Sebuah memori usang tiba-tiba berputar di kepala. Aku pikir aku telah menyimpannya rapi dan tiada yang bisa memutarnya kembali. Aku pikir aku telah menyelesaikannya hingga tandas, hingga tak perlulah ia bermain lagi. Namun ternyata tidak. Ia kini berputar di tempat-tempat yang bukan seharusnya.
Barangkali karena belum sebulan ini aku singgah di kota kelahirannya dan tempatnya bersekolah tinggi—dua tempat yang selalu ia banggakan. Bahkan ketika bermalam di salah satunya, ia berputar lagi di dalam mimpi seperti tujuh tahun silam.
Barangkali juga ia sedang memberitakan padaku kalau ia telah sampai pada cita-citanya dahulu kepadaku: menjadi poros tumpu imaji dalam karyaku. Sebab belum ada lagi manusia yang dapat aku gubah menjadi fiksi-fiksi dan sajak kecuali ia.

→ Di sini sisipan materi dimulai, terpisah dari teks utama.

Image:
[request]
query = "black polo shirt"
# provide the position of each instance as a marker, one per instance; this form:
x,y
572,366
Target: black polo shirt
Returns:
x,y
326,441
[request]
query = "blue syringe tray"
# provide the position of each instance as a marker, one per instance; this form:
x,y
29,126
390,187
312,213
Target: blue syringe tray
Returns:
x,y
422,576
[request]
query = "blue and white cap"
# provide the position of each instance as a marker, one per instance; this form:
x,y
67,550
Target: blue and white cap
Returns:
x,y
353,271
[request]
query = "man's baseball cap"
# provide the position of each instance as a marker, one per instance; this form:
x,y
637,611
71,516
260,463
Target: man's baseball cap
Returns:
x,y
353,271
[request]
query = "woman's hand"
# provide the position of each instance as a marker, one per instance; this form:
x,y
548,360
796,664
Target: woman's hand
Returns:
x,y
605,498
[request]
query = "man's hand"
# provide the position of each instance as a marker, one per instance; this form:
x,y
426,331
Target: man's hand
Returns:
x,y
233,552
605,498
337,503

Barangkali aku rindu berpikir. Sebab menaruh perasaan padanya sama artinya harus memasok pengetahuan dan mengaktifkan seluruh kerja otak agar percakapan terus bisa bergulir.

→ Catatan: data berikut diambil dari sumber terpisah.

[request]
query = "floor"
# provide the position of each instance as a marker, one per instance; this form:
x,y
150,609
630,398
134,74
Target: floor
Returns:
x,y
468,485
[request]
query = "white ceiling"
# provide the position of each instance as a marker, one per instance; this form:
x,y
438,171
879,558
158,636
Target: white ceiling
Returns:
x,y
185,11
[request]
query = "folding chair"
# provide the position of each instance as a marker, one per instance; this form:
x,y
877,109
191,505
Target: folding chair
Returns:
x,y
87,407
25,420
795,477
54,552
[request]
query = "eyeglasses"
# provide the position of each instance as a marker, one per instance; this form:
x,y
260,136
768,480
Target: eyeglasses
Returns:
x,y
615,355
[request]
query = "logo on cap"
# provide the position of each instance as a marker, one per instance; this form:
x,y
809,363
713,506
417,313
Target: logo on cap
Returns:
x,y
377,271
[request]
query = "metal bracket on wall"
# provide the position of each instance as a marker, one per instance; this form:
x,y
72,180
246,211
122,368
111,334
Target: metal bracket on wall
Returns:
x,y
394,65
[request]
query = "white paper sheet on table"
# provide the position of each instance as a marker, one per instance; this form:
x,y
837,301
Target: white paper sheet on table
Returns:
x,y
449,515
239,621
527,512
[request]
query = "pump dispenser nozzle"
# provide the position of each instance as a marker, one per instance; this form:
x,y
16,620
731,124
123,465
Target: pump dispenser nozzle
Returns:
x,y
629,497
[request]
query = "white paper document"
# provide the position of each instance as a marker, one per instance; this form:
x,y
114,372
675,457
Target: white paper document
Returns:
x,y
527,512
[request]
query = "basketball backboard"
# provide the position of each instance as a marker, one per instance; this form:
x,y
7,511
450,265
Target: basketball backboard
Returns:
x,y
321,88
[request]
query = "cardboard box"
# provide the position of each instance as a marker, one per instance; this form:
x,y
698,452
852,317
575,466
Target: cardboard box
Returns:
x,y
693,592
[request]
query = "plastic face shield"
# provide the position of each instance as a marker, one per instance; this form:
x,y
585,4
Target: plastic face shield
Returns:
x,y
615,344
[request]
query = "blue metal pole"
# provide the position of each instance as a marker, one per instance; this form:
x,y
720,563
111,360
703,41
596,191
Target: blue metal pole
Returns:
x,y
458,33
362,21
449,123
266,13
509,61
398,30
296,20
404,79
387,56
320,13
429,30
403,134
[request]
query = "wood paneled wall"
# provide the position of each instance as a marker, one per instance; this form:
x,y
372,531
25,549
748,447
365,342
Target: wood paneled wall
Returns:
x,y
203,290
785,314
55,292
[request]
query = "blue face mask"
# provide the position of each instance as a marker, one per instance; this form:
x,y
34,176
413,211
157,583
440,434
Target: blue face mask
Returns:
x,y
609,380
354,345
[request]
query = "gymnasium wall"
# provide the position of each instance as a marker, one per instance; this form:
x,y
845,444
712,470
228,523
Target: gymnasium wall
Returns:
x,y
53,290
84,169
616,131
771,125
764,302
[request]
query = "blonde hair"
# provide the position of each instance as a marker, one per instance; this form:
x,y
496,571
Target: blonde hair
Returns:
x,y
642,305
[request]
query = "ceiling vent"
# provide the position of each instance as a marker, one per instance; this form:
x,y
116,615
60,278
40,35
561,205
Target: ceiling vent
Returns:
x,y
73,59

Aku memang sedang rindu menulis. Barangkali ini sebuah pertanda untuk bisa lebih rapi lagi mengarsipkan memori usang tentangnya sekaligus mewujudkan cita citanya untuk menjadi poros tumpu imaji dalam karyaku.
Agar ia tak perlu lagi berputar tiba-tiba di tempat-tempat yang harusnya menjadi memori baru. Agar aku tetap sadar bahwa ia adalah memori usang yang tidak perlu berputar kembali jika tidak diputar. Agar aku tetap bisa menulis—meski harus tentangnya.